The Science of the "Law of Color" and How To Color The Hair
Stylists have trouble learning the ''Law of Color'' Concepts. So, I never want you to be hard on yourself. They spend a full year deeply concentrating on these concepts and many times end up with a complete blank stare on their face when finished, so please don't think you should get it right away either ! I am going to be going in order for easier learning the next short while and will let you know when I have stopped.

In my descriptions of how hair color works, some hair color will be tagged (+ color) and it will only add color .... say a Level 3 or level 4 color.....those colors are (+ color) only colors. There are colors that are "lifting color" or will actually bring existing color out of the hair, so those colors will be called (-color)...then there are colors that are (+ & - COLOR).   When you apply color to the hair, you are adding (+ color) color...............so color + color = MORE color, so the hair has more pigment.

 If the color used is addition only, the hair will often but not always be darker. Deposit (+ only) tints are often used as "TONERS" which is described as:changing the tonal value of the hair without changing the lightness or darkness of the actual color of the hair. This is the least complicated method of tinting the hair. Any time the hair is lightened, no matter how little, you are subtracting pigment or (- COLOR). When subtracting color from the hair, one sees a imbalance of natural pigments, as you are altering nature. 

Single-process hair color uses both (-)subtraction to remove pigment &(+)addition to + add artificial pigment 

Now remember when we just studied the primaries. Primary hair colors are Red - Yellow  & Blue.
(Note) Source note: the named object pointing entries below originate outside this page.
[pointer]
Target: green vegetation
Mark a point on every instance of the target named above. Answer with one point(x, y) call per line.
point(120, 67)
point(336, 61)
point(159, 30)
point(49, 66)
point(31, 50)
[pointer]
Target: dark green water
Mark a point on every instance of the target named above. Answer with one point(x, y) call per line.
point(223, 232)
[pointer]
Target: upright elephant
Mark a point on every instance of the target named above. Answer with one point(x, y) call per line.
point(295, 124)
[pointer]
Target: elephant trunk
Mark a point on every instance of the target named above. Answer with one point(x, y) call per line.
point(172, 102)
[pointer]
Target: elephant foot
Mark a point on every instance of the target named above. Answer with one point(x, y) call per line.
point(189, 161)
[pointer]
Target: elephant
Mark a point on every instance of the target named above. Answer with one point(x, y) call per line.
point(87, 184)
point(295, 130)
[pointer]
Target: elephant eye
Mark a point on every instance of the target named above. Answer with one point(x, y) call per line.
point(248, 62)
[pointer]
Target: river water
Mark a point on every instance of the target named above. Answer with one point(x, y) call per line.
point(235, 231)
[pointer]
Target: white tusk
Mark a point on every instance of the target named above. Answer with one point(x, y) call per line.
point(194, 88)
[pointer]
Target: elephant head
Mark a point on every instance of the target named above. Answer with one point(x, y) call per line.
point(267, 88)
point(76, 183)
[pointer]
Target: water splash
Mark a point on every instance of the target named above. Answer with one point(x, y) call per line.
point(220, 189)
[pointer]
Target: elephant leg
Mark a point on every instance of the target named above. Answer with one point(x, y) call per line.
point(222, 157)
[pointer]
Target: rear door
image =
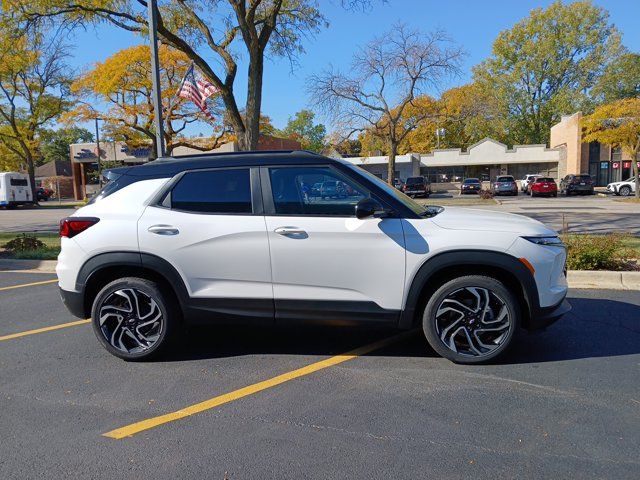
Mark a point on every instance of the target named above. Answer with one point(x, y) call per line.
point(210, 227)
point(329, 266)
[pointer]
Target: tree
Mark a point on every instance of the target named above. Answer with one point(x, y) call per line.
point(617, 123)
point(208, 33)
point(301, 127)
point(385, 78)
point(621, 79)
point(123, 82)
point(55, 143)
point(545, 64)
point(469, 114)
point(33, 91)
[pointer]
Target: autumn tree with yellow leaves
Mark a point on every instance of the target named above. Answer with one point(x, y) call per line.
point(617, 123)
point(123, 83)
point(33, 93)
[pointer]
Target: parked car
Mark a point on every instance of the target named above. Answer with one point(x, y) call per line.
point(220, 238)
point(581, 184)
point(44, 194)
point(528, 178)
point(470, 185)
point(544, 186)
point(505, 184)
point(625, 188)
point(417, 186)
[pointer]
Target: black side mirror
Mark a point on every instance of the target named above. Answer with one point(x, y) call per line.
point(368, 207)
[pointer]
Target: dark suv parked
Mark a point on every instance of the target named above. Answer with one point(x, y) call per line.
point(417, 186)
point(581, 184)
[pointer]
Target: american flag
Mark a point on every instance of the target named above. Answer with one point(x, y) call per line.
point(196, 88)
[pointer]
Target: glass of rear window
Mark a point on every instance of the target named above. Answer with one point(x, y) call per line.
point(213, 191)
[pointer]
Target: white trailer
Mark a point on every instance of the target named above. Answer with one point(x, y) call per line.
point(15, 189)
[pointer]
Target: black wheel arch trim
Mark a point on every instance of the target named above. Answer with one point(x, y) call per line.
point(158, 265)
point(479, 258)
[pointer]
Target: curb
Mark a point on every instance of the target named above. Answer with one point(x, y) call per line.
point(44, 266)
point(603, 279)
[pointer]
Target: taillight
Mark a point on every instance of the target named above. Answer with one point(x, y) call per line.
point(71, 226)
Remember when the 3 primaries are mixed in exact equal amounts....what color do we get? 
We get black/gray. 
Uneven amounts of the primaries = brown (shades of). That is why knowing the color wheel is important, because every person's hair is derived from the color brown. Black is just a dark-dark brown......and blonde is simply a super super light brown. All colors of hair are derived from the main color brown.
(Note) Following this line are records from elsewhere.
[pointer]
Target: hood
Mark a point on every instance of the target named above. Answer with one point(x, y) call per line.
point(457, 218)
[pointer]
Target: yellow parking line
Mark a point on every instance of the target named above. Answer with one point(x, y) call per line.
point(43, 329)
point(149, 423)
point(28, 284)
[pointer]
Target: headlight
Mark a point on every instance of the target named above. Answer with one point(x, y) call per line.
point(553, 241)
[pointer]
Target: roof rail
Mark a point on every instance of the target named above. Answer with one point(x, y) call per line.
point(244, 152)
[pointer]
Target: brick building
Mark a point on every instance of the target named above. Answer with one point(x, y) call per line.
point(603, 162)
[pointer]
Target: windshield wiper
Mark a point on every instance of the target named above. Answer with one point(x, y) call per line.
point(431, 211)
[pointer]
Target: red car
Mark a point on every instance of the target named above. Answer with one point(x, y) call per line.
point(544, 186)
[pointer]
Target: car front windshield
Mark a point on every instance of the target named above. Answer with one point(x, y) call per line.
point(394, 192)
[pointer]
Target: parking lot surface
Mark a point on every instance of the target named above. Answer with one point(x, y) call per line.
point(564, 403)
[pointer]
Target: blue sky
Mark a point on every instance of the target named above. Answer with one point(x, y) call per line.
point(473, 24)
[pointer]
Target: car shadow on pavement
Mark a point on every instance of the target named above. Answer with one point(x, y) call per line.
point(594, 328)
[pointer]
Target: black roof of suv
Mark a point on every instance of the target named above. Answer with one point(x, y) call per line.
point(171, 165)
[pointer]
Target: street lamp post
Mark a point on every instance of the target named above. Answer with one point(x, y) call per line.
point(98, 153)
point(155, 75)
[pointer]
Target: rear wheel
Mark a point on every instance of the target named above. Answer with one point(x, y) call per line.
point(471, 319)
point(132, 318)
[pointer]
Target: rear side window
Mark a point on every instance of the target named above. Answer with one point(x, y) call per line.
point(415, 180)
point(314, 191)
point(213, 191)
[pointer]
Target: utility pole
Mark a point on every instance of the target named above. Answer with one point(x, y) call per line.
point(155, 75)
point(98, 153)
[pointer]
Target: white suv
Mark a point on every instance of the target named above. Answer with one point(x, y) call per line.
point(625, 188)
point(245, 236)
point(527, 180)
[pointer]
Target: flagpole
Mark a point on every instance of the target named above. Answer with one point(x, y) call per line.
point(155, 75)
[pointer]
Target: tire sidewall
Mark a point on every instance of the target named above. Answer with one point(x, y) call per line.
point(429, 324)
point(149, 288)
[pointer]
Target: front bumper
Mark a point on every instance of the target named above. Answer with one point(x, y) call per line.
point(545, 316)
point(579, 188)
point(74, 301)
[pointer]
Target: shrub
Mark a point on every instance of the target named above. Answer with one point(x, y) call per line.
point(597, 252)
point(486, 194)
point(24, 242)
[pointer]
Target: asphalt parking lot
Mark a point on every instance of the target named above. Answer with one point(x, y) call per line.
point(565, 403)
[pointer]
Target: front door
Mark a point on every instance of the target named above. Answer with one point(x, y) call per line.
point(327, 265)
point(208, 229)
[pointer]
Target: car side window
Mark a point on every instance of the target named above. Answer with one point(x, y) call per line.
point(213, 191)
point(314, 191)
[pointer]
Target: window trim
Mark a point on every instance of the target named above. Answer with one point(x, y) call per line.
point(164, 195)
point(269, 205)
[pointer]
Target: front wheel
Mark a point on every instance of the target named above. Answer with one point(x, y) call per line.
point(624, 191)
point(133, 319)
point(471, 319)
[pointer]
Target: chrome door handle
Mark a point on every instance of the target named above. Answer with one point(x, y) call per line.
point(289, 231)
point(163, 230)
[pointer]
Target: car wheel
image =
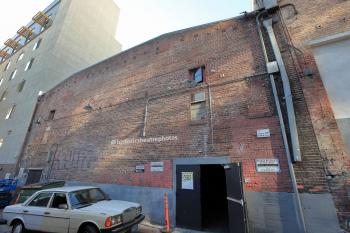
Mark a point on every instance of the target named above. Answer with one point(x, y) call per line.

If there is more yellow than red or blue, the brown will be light, even beige. If there is more red than the other two primaries, the brown will be warm brown. And if there is more blue than yellow or red, the brown will be dark and cooler looking.

All virgin hair is a shade of brown: it contains all 3 primaries...which is why understanding the LAW of COLOR is so important to the end result in hair coloring 
                        Dominant Underlying Remaining Pigment

So as you begin to lighten color at any level (you are not actually dealing with brown, you are dealing with the DURP - which is usually red,orange, gold, or yellow. 

Every single one of you complains about the "warmth"  when you begin to lighten the hair. BLUE is the first color to leave the hair in the lightening process, which leaves Red & Yellow to the eye....100% complete warmth and unappealing to the eye. Although I suspect if things were different and the warmth left the hair first, then to the human eye "warmth" would be the appealing tonal category. That just rings true to the "we always want, what we cannot have ... verbiage . Don't you think?

** Balanced hair coloring comes when all 3 primaries are present. When hair undergoes lightening (pigment is subtracted), even slightly, there will be an imbalance of the primaries.

** Color companies always have separate tonal series, with a GOLD, RED, BLUE/VIOLET, GREEN, Natural.